Engines

Workflow engines parse and manage the tasks in a workflow

A workflow engine is defined as part of a context. A context is currently limited to one workflow engine. The workflow engine will manage the execution of any workflows submitted by Amazon Genomics CLI. When the context is deployed, an endpoint will be made available to Amazon Genomics CLI through which it will submit workflows and workflow commands to the engine according to the WES API specification.

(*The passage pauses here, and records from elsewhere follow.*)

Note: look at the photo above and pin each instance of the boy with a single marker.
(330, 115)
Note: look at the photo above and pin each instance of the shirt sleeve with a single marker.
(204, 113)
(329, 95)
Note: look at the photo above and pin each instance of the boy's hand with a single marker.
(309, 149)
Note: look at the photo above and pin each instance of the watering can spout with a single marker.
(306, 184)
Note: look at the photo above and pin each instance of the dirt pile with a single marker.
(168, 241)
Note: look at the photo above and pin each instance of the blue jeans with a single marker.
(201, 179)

Supported Engines and Workflow Languages

Currently, Amazon Genomics CLI’s officially supported engines can be used to run the following workflows:

Engine Language Language Versions Run Mode
Cromwell WDL All versions up to 1.0 Server
Nextflow Nextflow DSL Standard and DSL 2 Head Process
miniwdl WDL documented here Head Process
Snakemake Snakemake All versions Head Process
Toil CWL All versions up to 1.2 Server

Overtime we plan to add additional engine and language support and provide the ability for third party developers to develop engine plugins.

Run Mode

Server

In server mode the engine runs as a long-running process that exists for the lifetime of the context. All workflow instances sent to the context are handled by that server. The server resides on on-demand instances to prevent Spot interruption even if the workflow tasks are run on Spot instances

Head Process

Head process engines are run when a workflow is submitted, manage a single workflow and only run for the lifetime of the workflow. If multiple workflows are submitted to a context in parallel then multiple head processes are spawned. The head processes always run on on-demand resources to prevent Spot interruption even if the workflow tasks are run on Spot instances.

Engine Definition

An engine is defined within a context definition of the project YAML file file as a map. For example, the following snippet defines a WDL engine of type cromwell as part of the context named onDemandCtx. There may be one engine defined for each supported language.

contexts:
  onDemandCtx:
    requestSpotInstances: false
    engines:
      - type: wdl
        engine: cromwell

Commands

There are no commands specific to engines. Engines are deployed along with contexts by the context commands and workflows are run using the workflow commands.

Costs

The costs associated with an engine depend on the actual infrastructure required by the engine. In the case of the Cromwell, the engine runs in “server” mode as an AWS ECS Fargate container using an Amazon Elastic File System for metadata storage. The container will be running for the entire time the context is deployed, even when no workflows are running. To avoid this cost we recommend destroying the context when it is not needed. The Nextflow engine runs as a single batch job per workflow instance and is only running when workflows are running.

In both cases a serverless WES API endpoint is deployed through Amazon API Gateway to act as the interface between Amazon Genomics CLI and the engine.

Tags

Being part of a context, engine related infrastructure is tagged with the context name, username and project name. These tags may be used to help differentiate costs.

Technical Details

Supported engines are currently deployed with configurations that allow them to make use of files in S3 and submit workflows as jobs to AWS Batch. Because the current generation of engines we support do not directly support the WES API, adapters are deployed as Fargate container tasks. AWS API Gateway is used to provide a gateway between Amazon Genomics CLI and the WES adapters.

When workflow commands are issued on Amazon Genomics CLI, it will send WES API calls to the appropriate endpoint. The adapter mapped to that endpoint will then translate the WES command and either send the command to the engines REST API for Cromwell, or spawn a Nextflow engine task and submit the workflow with that task. At this point the engine is responsible for creating controlling and destroying the resources that will be used for task execution.